IOS 26 Adoption Trails Last Year’s Pace at 79% of iPhones

What You Need to Know
- IOS 26 adoption reached 79% of iPhones and 68% of iPads as of June 7, 2026.
- IOS 26 adoption trails iOS 18’s June 2025 figures of 82% iPhones and 71% iPads.
- 14% of iPhones still run iOS 18 after two full release cycles without updating.
- IPad adoption lags due to devices sitting unused, running kiosk apps, or being handed down.
79% of all active iPhones run iOS 26, according to Apple’s final adoption snapshot taken on June 7, one day before WWDC 2026 opened. That number drops to 68% for iPads, continuing a persistent gap between the two platforms that has held across multiple release cycles.

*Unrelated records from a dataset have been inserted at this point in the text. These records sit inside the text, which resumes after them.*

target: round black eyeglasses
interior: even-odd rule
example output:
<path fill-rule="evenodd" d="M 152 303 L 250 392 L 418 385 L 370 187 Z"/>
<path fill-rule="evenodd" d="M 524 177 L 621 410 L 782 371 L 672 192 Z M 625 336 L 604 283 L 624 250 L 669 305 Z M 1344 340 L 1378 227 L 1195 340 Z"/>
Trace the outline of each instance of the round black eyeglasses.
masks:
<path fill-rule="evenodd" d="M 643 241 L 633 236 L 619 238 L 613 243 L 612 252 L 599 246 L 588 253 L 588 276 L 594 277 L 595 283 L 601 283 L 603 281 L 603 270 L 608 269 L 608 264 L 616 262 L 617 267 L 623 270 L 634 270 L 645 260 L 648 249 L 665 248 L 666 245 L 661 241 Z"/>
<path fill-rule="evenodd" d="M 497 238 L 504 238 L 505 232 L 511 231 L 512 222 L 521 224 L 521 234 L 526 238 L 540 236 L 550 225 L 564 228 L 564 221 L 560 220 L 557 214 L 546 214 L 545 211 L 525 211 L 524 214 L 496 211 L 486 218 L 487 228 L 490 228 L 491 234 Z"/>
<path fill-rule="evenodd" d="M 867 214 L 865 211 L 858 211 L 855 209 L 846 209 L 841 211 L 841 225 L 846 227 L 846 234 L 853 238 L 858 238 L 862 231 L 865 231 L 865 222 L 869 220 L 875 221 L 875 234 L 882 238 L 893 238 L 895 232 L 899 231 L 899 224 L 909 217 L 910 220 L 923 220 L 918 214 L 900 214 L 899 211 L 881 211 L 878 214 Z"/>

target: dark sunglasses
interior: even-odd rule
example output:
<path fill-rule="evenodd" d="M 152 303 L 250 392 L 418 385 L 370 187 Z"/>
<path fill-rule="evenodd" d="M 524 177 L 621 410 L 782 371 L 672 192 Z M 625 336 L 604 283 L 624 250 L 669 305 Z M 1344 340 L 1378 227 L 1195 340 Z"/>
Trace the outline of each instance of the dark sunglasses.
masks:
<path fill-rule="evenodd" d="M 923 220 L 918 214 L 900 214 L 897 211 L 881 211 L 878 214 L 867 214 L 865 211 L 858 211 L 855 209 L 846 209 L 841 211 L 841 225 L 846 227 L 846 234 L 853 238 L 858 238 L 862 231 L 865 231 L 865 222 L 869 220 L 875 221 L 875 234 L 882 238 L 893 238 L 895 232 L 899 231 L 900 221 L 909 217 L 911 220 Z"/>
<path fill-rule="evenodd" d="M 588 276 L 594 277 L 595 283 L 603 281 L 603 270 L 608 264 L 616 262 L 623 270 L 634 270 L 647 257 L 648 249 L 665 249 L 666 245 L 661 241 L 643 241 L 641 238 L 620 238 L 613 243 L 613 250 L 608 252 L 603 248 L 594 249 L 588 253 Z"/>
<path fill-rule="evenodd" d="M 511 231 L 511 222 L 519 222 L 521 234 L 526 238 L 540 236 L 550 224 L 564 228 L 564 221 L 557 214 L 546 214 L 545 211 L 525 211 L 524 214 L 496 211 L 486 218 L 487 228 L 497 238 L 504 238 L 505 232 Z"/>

The more telling comparison is with last year’s figures. iOS 18 had reached 82% of all iPhones by the equivalent measurement point in June 2025, and iPadOS 18 had hit 71%. iOS 26 trails both marks, which is a quiet reversal of the trend Apple typically likes to publicize. Whether that reflects slower uptake of a more visually disruptive redesign or simply a larger installed base of older devices is hard to say from the numbers alone.
Among iPhones introduced in the last four years, adoption climbs to 86%, which is where Apple’s framing tends to focus. Older devices pulling down the overall percentage is not new, but the 14% still running iOS 18 is a real number representing millions of users who have not moved in two full release cycles.
What This Means for iOS 27
The timing of this data release is not accidental. Apple publishes final adoption figures just as developer betas begin, partly to signal to developers which OS versions still need support. With iOS 27 beta testing now underway, developers building for the new Siri AI features will need to decide how long to maintain iOS 26 compatibility for that remaining 21% of active iPhones.
iPad’s 15% still running versions older than iPadOS 18 is the sharpest outlier in this data. Tablets tend to sit in drawers, run kiosk apps, or get handed down rather than upgraded, and that behavior shows up consistently in Apple’s own numbers year after year.